The economy is expected to grow by 3.1 % in the fiscal year 25, the government informs the International Monetary Fund 

 – Trendy Blogger

Pakistan has informed the International Monetary Fund (IMF) that it is expected that the economy will grow by 3.1 % in the current fiscal year, with a largely balanced current account supported by increased transfers.

According to reports, the government plans to continue economic stability policies in the coming fiscal year with a higher growth rate.

During a briefing on the mission of the International Monetary Fund, the Ministry of Finance set its total economic forecast from 2024-25 and 2025-26, as it provided a framework for fixed economic expansion.

Officials indicated that the goal of economic growth next year may be determined by 4.5 %, as inflation is expected to remain about 7 %. However, these figures are subject to approval by the Federal Cabinet and the National Economic Council.

The growth of the current fiscal year decreases by 3.1 % of the responsible target by 3.6 %, but is in line with the estimates of international financial institutions. The Ministry of Finance expects the services sector to be the main driver of this growth, while the agricultural sector is expected to expand only 1.3 %.

However, the economy is still vulnerable to climate risk such as floods and dehydration, which can disrupt agriculture, infrastructure and general economic stability.

The inflation for the continuous fiscal year is expected to remain in a range of 6-7 %, which is much lower than the original 12 % target. The factors that contribute to this decrease include a high basic effect, a stable exchange rate, and the prices of non -damaged foodstuffs. The government expects inflation to follow a similar path in the coming fiscal year.

Despite these expectations, economic activity was slow in the first quarter of 2024-25, with a growth rate of only 0.92 %. It is expected that the growth of the nominal GDP will reach 11.5 %, but analysts indicate that it may remain in one numbers if inflation and GDP growth decreases from revised estimates. This may affect the collection of the revenue of the Federal Revenue Council (FBR), which is expected to be reviewed down to 12.48 trillion rupee. FBR has already missed its goal for eight months by 606 billion rupees, collecting 7.34 trillion rupees.

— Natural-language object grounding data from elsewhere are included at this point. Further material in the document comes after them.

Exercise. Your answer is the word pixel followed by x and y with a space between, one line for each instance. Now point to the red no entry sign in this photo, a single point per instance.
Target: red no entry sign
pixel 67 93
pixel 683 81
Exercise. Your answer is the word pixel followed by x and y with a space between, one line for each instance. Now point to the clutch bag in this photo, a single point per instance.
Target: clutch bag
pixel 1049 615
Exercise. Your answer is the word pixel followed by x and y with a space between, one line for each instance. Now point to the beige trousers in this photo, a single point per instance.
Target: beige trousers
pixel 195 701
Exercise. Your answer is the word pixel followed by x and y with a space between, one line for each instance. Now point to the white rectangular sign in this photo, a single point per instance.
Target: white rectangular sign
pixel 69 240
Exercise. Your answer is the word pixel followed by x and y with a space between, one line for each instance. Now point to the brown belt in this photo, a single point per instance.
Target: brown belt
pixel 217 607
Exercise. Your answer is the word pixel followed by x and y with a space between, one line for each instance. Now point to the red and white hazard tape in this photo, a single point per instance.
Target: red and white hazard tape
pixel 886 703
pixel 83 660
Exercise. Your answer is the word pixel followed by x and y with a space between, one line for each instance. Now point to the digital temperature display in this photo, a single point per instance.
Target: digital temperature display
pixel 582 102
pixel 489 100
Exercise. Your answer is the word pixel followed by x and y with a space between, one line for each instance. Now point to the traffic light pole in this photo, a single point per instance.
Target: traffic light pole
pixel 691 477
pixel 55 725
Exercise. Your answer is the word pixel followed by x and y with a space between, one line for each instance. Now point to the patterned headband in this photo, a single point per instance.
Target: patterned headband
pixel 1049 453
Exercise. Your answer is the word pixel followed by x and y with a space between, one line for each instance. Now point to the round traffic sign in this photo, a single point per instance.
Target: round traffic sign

The government confirmed to the International Monetary Fund University that the Pakistani current account deficit will remain minimal, ranging from 130 million dollars to 500 million dollars – by 0.1 % of GDP. This is a noticeable improvement of last year’s deficit of $ 1.7 billion. However, the authorities acknowledged that the balance was partially preserved through restricted imports, as the country continues to confront foreign currencies.

For the next fiscal year, the government expects that the current account deficit will expand slightly to 3 billion dollars, or 0.7 % of GDP. This projection depends on improving exports, controlled imports, fixed basic income, and strong workers’ transfers. The government estimated exports at $ 33 billion for this fiscal year, while imports are expected to reach $ 59 billion.